We resist any interpretation from anybody to legalize the grab of
power of Gloria Arroyo and her cahoots. We want the Presidential
election to elect a new President by 2010. We follow the Constitution
for a Bicameral Assembly. Anything else we consider illegal. We want
her out. She has done a lot of harm to the country already.
Honduras has just exiled its President, who tried to stay in power
beyond his term by trying to amend the Honduras Constitution. The Honduran President is now exiled in Costa Rica. A new President has taken over with the help of the military. There are truly patriotic people in the Honduran military who do not want their country to become another Banana Republic.
But Hyden : the Honduras event — the military kicking out an incumbent President and putting another in his/her place — IS banana.

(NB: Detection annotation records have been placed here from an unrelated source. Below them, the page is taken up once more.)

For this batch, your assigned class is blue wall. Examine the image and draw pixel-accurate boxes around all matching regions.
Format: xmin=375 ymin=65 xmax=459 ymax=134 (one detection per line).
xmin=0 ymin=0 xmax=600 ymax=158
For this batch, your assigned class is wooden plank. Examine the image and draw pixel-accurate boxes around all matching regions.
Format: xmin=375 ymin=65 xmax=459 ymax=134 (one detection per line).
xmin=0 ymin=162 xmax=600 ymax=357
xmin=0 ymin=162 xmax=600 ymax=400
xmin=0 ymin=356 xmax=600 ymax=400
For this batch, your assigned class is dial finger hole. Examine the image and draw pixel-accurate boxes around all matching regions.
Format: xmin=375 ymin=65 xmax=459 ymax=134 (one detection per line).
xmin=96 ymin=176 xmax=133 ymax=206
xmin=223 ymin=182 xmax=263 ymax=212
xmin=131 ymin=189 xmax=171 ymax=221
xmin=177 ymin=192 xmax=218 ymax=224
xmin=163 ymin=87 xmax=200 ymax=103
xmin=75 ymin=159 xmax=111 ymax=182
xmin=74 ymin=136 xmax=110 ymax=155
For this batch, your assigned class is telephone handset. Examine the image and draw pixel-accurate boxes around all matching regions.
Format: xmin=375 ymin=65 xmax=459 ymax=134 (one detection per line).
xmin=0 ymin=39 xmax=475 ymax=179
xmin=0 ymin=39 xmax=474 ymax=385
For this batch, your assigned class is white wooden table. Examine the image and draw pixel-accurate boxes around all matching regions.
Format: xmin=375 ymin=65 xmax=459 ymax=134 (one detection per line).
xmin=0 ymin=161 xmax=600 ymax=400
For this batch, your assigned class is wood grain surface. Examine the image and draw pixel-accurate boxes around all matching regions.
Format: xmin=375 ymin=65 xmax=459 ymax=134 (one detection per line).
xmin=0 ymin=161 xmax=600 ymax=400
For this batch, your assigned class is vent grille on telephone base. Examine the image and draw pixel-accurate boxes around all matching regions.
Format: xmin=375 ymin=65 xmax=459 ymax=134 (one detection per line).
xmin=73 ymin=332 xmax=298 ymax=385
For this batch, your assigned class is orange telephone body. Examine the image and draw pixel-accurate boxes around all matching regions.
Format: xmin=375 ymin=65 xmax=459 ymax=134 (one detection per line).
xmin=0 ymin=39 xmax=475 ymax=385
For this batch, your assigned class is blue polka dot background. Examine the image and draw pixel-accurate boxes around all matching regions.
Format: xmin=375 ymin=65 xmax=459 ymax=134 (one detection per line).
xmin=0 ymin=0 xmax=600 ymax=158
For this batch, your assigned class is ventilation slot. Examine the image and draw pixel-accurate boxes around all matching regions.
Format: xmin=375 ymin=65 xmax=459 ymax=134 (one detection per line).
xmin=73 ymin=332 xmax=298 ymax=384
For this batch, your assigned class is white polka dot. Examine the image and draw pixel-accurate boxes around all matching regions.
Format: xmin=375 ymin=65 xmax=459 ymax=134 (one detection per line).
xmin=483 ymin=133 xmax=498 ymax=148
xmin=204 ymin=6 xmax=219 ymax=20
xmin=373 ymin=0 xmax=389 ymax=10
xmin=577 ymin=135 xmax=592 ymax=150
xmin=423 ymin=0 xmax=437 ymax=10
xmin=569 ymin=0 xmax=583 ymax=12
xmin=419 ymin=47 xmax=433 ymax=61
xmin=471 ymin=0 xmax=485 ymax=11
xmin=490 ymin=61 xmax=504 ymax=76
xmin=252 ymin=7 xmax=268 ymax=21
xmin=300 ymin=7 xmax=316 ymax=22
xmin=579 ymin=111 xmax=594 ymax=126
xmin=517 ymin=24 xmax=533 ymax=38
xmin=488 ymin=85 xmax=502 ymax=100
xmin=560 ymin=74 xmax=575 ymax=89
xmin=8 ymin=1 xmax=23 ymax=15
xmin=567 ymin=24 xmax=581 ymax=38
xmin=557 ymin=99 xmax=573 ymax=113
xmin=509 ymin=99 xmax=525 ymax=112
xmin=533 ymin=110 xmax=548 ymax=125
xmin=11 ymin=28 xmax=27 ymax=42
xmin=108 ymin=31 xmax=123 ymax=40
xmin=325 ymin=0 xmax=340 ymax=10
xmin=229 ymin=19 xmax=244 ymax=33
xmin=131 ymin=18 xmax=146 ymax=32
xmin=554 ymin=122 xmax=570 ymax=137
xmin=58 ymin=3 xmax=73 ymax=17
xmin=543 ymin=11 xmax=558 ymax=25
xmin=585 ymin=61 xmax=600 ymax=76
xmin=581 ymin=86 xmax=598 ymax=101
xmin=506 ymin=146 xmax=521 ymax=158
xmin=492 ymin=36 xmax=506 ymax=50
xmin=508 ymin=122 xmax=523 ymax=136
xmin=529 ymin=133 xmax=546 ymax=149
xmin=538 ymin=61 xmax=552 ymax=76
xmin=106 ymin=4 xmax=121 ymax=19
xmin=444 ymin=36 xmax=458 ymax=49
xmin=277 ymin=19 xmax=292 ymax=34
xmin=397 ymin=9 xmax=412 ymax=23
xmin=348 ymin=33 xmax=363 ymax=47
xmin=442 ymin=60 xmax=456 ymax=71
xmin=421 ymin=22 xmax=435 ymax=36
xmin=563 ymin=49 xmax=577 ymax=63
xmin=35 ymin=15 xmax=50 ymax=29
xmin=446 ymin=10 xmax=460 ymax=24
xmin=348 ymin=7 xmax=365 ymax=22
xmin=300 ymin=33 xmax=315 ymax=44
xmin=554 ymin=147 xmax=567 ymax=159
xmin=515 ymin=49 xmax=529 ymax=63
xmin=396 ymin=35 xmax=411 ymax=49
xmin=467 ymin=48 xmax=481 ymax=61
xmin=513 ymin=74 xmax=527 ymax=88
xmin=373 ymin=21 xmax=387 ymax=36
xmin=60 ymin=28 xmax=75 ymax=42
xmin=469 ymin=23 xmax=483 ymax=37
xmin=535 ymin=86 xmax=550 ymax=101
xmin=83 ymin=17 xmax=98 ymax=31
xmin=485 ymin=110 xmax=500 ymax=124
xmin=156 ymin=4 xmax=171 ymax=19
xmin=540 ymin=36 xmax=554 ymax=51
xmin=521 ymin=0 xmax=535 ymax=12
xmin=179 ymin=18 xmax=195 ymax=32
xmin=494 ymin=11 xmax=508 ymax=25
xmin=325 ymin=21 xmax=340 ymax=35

The extra-judicial (which Patricio Mangubat and even Abe Margallo (now US citizen) exhorts Filipinos to do) is banana .
this is just impossibly ignorant..
why dont people read?
Soon, I guess, baycas, the views of Bernas may be put to test – per chance there is already self-contradiction involved.
But if it is, it must be indubitably shown but I still think that he can still defend all that he has so far formulated.
I think Fr. Bernas already extricated himself by the same PDI article he wrote on April 27, 2009. This is the full quote of the paragraph in that masterful piece:
“The fundamental principle in all of this is that what is not prohibited by the Constitution, either explicitly or implicitly, is left to the discretion of Congress. If prohibition there is, it can come either from the letter of the Constitution or from the fundamental structure of our constitutional government. Thus, for instance, the implicit prohibition of joint voting comes from the bicameral structure of Congress.”
(Emphasis mine.)
There you have it, Article VI of the 1987 Constitution on the Bicameral Legislature we have PROHIBITS both Houses of the Congress to vote jointly.
Thus, in appreciating the meaning of:
…by employing Joseph Story’s:
“Where the words are plain and clear, and the sense distinct and perfect arising from them, there is generally no necessity to have recourse to other means of interpretation.”
…my hypothesis is that there is NO textual ambiguity in the aforementioned provision. Simply because “the Congress,” being divided, is immiscible (or cannot be added). Hence, no joint voting will take place (or, separate voting will definitely happen!).
To test this hypothesis is to consider (by comparing the Constitutional Amendment/Revision to like-worded provisions) ART. VI, Sec. 28, Par. 4 (Tax Exemption) and ART. VII, Sec. 19, Par. 2 (Amnesty) where:
“all the Members of the Congress”
…is contained.
There was NO AMBIGUITY appreciated because the Congress already voted separately in Tax Exemption (e.g., RA 9504) and is voting separately in Amnesty (e.g., Proclamation 1377).
Maybe Fr. Bernas should refer to Sir William Blackstone et al and Joseph Story first before he resorts to other means of interpretation. Primary in consideration is the same instrument (i.e., the 1987 Constitution) before anything else.
The Congress being divided MUST never be added…
Unless the Constitution tells otherwise…
i.e., in revoking martial law and suspension of habeas corpus (the only instance when “voting jointly” appears in The One Instrument).
beycas,
Am not taken by the Jesuit’s equivocation.
This bears watching.
Perhaps, we soon can connect the dots – as to say that as one school of thought – Bernas, in fact, supports the foundation for a Con-Ass or Cha-Cha as contemplated by the 1109 rabid adherents.
Is baycas about ready to connect the dots?
Ding,
I feel that we should keep tab with Bernas.
Who knows it will soon become clear which side of the constitutional question he wants to weaken and which side it is he wants to strengthen by way of plausible legal arguments?
I can suspect that for now, he plays on both ‘territories’.
Agreed, Prime.
Primer,
Fascinating point. I wondered about his leanings, as he seems to be one of the “respected elders” of Philippine public opinion. So he is right now testing the winds, eh? I hope they blow the right direction.